La recherche se penche donc intensément sur l’exploitation des données de masse, appelées aussi Big Data. Récoltées par des objets intelligents munis de capteurs et connectés entre eux, les données analysées par des algorithmes devront permettre au final d’utiliser les ressources de façon aussi efficace et adaptée que possible. « Le but est, par exemple, que les données d’une vache récoltées par le robot de traite puissent permettre au robot qui distribue le fourrage d’adapter la ration pour l’animal en question. Le tout grâce aux algorithmes, sans l’intervention de l’agriculteur entre deux » explique Christina Umstätter, cheffe de groupe de recherche à Agroscope.
Le smart-farming ou l’agriculteur augmenté ?
Ces technologies amènent les agriculteurs à développer de nouvelles compétences pour utiliser de nombreuses applications et tirer parti des informations générées par les systèmes. Ce n’est pas une évidence pour ceux qui exercent le métier de la terre ; des études sont en cours chez Agroscope pour déterminer s’il y a une barrière psychologique, une forme de résistance des agriculteurs qui peuvent voir dans ces technologies une rupture avec la nature même de leur métier. Une problématique prise au sérieux par le centre de recherche. Thomas Anken explique : « Il est important de toujours garder à l’esprit que les technologies doivent avant tout préserver l’homme du stress. Par exemple, lorsque l’on développe une application, on va essayer d’avoir une interface aussi simple que possible ». L’arrivée du smartphone est aussi un atout ; l’agriculteur peut en faire un outil de travail privilégié tout en se déplaçant dans son exploitation. « Les chercheurs veillent à ce que les appareils fonctionnent correctement avant leurs mises en service. Des pannes régulières entraînent inévitablement une montée de stress chez l’agriculteur, anéantissant les bienfaits que peuvent apporter ces technologies ».
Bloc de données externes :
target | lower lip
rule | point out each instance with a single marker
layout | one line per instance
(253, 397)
Les nouvelles technologies sont donc amenées à révolutionner l’agriculture mais aussi toute la chaîne alimentaire. Cependant, le smart-farming ne peut se substituer à l’expérience, au ressenti et à la formation professionnelle des agriculteurs. Les nombreux atouts qu’offrent le développement technologique n’empêchent donc pas les chercheurs d’Agroscope et leurs multiples partenaires de garder l’homme au centre de leurs préoccupations.